The court’s spokesman, Mário Pivarči, confirmed that another session will follow the next day, and the remaining four will take place in October.
The judge let the charge, containing 58 pages, be translated into Hungarian, as she was ordered to do so by the General Prosecutor’s Office, after the District Court in Nitra last December refused the charge for a violation of her right to plea/defense; the GPO failed to secure the translation of the charge into Hungarian – which is Žáková's mother tongue and since 2013 she has been a Hungarian citizen. The appellate court at a closed session in February overturned the fist-instance court’s ruling about refusing the charge of perjury and returned this matter to the district court for further proceeding, the Sme daily wrote on July 23.
Žáková (who formerly went by the surname Malinová but has since married) is an ethnic Hungarian who reported to have been attacked in August 2006 after two men overheard her speaking Hungarian on the phone.
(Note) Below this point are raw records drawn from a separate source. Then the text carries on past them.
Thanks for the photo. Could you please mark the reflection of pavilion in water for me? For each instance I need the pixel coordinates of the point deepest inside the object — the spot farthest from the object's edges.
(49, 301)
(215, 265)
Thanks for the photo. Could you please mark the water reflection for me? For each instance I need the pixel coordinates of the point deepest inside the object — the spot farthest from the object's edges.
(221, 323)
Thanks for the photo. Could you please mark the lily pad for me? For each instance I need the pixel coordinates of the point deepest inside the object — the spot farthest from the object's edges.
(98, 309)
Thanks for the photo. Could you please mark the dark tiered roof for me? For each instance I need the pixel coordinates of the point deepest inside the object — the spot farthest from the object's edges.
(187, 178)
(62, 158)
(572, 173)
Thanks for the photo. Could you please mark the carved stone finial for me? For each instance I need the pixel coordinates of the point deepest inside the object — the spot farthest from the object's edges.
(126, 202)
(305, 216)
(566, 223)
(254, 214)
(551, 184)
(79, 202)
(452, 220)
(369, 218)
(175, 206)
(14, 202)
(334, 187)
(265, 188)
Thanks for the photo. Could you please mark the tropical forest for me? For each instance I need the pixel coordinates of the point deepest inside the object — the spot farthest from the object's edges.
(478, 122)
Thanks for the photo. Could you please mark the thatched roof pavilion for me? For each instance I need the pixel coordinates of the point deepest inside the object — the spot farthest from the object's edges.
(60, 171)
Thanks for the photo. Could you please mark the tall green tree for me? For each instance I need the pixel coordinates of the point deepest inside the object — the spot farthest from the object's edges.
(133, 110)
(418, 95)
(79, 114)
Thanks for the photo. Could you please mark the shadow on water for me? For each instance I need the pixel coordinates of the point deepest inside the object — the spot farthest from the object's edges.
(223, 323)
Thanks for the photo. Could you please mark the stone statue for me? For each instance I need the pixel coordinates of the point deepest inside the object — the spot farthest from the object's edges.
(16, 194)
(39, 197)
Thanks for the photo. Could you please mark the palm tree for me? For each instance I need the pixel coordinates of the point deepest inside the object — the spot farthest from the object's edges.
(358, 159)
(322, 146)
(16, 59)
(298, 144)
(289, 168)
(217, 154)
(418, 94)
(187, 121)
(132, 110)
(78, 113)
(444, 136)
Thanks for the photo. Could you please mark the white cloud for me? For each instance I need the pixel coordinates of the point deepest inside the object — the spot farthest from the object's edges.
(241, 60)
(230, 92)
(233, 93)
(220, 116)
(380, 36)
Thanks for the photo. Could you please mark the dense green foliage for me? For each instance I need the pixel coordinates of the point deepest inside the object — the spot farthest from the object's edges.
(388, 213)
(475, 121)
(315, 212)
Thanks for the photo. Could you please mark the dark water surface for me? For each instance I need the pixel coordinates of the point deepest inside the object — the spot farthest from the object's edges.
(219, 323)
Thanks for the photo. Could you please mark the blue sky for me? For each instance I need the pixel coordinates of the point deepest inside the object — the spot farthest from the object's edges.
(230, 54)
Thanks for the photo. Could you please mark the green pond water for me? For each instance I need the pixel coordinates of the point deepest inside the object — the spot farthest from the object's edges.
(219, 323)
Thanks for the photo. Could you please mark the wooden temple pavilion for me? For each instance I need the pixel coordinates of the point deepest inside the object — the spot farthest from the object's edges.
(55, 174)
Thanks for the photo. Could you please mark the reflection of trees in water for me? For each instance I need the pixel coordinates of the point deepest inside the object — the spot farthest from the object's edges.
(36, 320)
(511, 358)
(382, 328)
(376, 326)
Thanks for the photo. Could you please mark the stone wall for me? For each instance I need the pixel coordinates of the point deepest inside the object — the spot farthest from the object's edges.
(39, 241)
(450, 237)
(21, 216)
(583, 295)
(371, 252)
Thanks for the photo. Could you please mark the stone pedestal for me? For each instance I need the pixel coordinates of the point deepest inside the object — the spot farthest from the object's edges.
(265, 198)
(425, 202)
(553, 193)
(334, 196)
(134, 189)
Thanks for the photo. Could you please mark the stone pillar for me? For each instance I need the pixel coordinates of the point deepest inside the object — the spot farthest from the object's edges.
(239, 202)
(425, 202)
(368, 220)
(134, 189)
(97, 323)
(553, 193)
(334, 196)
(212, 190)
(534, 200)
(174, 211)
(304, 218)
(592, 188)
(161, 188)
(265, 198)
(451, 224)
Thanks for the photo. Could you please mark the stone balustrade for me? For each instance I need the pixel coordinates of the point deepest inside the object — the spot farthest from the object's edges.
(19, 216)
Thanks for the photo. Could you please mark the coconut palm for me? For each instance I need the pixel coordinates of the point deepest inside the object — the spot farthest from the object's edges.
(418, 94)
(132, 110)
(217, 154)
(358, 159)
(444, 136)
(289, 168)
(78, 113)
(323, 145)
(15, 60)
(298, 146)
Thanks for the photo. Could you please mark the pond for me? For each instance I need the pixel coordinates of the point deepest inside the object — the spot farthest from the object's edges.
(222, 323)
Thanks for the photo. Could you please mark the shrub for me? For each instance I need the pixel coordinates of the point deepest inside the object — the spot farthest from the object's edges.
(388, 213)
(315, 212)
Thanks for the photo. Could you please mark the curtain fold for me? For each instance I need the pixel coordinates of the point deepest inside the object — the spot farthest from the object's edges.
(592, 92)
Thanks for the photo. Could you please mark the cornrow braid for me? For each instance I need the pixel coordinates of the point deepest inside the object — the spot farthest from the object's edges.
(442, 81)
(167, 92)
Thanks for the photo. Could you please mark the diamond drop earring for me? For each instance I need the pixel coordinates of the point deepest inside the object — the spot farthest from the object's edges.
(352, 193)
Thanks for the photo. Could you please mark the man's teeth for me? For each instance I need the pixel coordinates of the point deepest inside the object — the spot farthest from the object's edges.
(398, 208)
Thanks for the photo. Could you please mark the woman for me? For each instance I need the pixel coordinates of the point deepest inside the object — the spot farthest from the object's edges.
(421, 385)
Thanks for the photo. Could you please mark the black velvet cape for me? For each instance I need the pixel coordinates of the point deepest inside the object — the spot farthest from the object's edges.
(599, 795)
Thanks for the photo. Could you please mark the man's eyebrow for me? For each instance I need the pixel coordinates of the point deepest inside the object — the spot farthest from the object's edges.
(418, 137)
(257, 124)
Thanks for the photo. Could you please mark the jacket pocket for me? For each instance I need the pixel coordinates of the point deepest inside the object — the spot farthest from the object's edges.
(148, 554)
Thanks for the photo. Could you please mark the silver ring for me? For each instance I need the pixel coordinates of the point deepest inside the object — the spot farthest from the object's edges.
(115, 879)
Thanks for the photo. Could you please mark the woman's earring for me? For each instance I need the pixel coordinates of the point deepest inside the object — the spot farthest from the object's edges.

Some men were investigated in connection with this incident, but not prosecuted, and the police closed the case in September 2006, concluding that the attack did not take place at all; rather, it was determined that Žáková should be charged with perjury and she was charged in early April 2014.
Setting the date of the proceeding cannot be understood as a sign of justice, but rather as a sign of her further victimisation by the state, her lawyer, Roman Kvasnica, said. Žáková, who has not received the official charge, is due to deliver her third child in the coming days.